Piers are essentially self-destructive. That exuberant pointlessness, the folly that gives me such joy to contemplate, is also centered about this fact; a large, turbulent body of salted water with shifting, sandy foundations is a tricky place to build a permanent structure. Especially made out of iron which will corrode, and wood which will rot. A bridge thus constructed might survive, but bridges are useful, and can justify the cost of their upkeep. Not so the pier. In the twenty-first century, a sea-bridge to nowhere is insufficiently spectacular in itself to be similarly cost-effective. And so we've been slowly losing our pleasure piers as they slip away into decline. Many of them were closed down or truncated in the second World War, mined and bisected under fear of invasion. They're an accident-prone lot, succumbing not only to freak weather, but collisions with boats, and prone to burning down in fires, which seems a curious thing until you remember all the timber and decking.
Hastings pier has always seemed more resiliant than many. As shabby as the rest of its environs for as long as I've known it, run-down but seemingly always sturdy and well anchored right in the heart of what can be quite spectacularly turbulent and stormy coasts. The last time I'd been down for a flying visit, it had recently re-opened, and was celebrating its transfer into private hands, sold by the council for a new lease of life as a commercial enterprise. It can't have gone very well, as only a few years later, it's all boarded off and shutdown as structurally unsafe. There's a definite sag to the last third of its length that you can detect with the naked eye.

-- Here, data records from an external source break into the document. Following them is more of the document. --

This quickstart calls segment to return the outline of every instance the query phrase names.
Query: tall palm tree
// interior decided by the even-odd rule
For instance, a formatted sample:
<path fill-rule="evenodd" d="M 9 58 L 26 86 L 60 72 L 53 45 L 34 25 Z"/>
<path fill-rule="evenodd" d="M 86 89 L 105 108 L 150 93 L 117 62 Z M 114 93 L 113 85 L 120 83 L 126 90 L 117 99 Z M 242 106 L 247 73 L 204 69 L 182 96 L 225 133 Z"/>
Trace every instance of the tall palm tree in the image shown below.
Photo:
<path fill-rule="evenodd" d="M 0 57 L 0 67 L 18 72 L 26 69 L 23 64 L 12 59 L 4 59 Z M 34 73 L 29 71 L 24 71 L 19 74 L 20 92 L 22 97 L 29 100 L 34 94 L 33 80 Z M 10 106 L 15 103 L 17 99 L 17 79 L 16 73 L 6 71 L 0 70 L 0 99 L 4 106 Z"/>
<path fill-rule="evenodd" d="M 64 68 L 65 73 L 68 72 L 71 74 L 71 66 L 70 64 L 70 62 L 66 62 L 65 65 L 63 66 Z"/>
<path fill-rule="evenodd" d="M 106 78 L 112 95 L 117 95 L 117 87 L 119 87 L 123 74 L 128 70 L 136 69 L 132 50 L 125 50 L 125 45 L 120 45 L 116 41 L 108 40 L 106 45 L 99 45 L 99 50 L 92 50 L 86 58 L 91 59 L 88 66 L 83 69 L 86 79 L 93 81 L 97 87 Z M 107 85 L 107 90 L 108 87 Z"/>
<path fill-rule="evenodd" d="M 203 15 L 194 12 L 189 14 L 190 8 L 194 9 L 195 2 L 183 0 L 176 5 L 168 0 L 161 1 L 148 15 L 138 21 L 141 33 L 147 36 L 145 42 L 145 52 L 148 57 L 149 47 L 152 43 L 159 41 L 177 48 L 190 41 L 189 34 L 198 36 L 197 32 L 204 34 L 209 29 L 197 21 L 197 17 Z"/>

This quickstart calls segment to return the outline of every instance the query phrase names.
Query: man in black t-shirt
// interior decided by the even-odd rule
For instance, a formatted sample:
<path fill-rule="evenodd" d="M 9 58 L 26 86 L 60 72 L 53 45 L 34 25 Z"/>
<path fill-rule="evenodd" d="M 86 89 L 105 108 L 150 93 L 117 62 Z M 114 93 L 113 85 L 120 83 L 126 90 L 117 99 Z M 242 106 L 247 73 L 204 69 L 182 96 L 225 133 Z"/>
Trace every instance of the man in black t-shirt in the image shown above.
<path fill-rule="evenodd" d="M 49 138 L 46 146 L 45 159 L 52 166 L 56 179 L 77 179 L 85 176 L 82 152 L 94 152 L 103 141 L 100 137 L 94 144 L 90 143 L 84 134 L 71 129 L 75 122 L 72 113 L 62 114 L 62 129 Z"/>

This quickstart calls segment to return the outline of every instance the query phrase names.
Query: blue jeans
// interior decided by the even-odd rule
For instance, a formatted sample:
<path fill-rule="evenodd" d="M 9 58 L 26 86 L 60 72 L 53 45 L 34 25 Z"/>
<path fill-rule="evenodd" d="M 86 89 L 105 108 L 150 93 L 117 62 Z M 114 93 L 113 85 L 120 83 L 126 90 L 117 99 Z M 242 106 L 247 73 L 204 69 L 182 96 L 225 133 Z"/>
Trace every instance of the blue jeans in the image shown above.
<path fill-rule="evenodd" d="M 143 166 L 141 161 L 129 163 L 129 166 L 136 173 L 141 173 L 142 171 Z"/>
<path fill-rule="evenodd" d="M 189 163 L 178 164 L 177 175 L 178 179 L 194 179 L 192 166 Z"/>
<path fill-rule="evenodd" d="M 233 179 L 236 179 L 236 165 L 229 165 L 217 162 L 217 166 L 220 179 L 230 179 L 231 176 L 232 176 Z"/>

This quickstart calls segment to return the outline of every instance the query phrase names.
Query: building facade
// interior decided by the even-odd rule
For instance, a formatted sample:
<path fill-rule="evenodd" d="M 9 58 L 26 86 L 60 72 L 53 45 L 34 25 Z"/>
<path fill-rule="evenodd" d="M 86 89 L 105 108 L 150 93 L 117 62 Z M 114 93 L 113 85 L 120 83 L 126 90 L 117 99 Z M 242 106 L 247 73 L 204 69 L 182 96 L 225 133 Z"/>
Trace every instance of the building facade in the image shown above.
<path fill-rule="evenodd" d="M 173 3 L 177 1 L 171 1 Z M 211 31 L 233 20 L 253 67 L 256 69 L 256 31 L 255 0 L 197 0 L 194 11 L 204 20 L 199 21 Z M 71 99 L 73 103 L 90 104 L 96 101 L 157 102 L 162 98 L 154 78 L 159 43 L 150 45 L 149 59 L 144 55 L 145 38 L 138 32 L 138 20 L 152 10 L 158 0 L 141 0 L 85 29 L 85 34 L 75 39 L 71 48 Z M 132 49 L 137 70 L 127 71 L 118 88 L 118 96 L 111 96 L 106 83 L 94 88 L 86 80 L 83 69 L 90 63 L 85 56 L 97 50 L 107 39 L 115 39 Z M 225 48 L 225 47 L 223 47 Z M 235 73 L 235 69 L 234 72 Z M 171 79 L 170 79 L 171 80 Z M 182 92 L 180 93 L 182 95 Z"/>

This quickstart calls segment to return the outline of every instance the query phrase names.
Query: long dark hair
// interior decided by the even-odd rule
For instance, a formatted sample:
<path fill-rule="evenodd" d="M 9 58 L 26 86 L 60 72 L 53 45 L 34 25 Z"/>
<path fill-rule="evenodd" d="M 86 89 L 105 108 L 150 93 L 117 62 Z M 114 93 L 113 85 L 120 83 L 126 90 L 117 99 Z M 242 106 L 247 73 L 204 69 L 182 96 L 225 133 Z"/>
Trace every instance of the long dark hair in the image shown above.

I doubt that this will be the immediate end of it. There'll be the usual charity concern, or local pressure groups. Perhaps a council buy-back, perhaps another optimistic enterprise will snap it up derelict and attempt to make it a going concern. Maybe some lottery money will be secured, perhaps listed status. Or maybe it will just fall victim to some violent seasonal weather, and stand for decades more as a collapsing derelict ghost, much like the West Brighton pier . It's is hard to think of any useful future for these old things, they're dead ends in more than just the literal sense.
Lucky for me I never won big on the lottery or made any of those dotcom millions. If I had, I'd probably have bought the lovely, stupid thing myself.